Variant 3 abstract (338 слов)

Paper (and other cellulose-based materials) are underexploited as materials for the construction of “high-tech” and “lab-on-a-chip” devices. One major drawback of paper is its tendency to absorb water from the environment and, to change its mechanical properties. The goal of this thesis is to develop paper as a substrate for a range of applications— microfluidics, substrates for electronic systems and MEMS, low-cost diagnostics, cell biology, and optics. The approach involves chemically modifying the surface of the paper to provide new functions without altering any of its defining properties: mechanical flexibility, foldability, light weight, gas permeability, and low cost.
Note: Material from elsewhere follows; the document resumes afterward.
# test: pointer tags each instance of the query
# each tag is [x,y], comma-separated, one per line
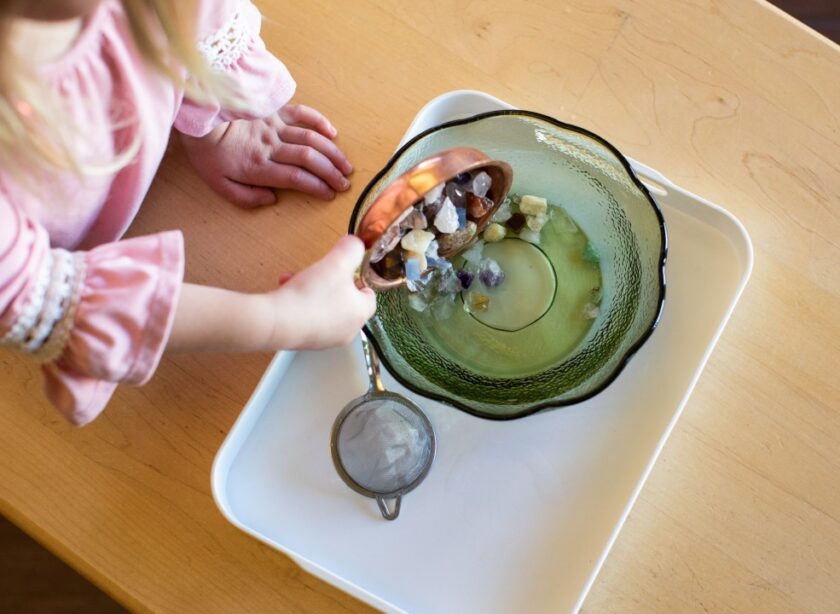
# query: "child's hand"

The first part of my thesis describes the modification of paper by silanization with organosilanes such as alkyl- and fluoroalkyl trichlorosilanes in the gas phase. Chapter 1 and Appendix 3 demonstrate that the combination of long fluoroalkyl chains of grafted siloxanes with the micro-scale roughness and porosity of paper yielded a material that is omniphobic . Appendix 3 shows that features of omniphobic paper can be used to construct microtiter plates and liquid-filled gas sensors using standard paper folding techniques, while Appendix 4 shows that new type of microfluidic device fabricated by carving microchannels into the surface of omniphobic paper.

The second part of my thesis is focused on engineering the surface of paper to enable efficient immobilization of capture and target molecules for bioanalysis. In one approach, described in Appendix 5, we exploit the ease with which the surface chemistry of paper (i.e. the surface of the cellulose fibers making up the paper) can be modified. In a second approach, described in Chapter 2, we developed of an efficient procedure for assembling microarrays of ssDNA and proteins on paper, at the lowest practical cost.

The third part of my thesis describes the simple, inexpensive fabrication of electrodes for paper-based electrochemical systems. A first method describes, in Appendix 6, the development of inkjet printing as a method for high resolution printing of conductive patterns on omniphobic “RF” paper. A second method, described in Chapter 3, circumvents the need for printing.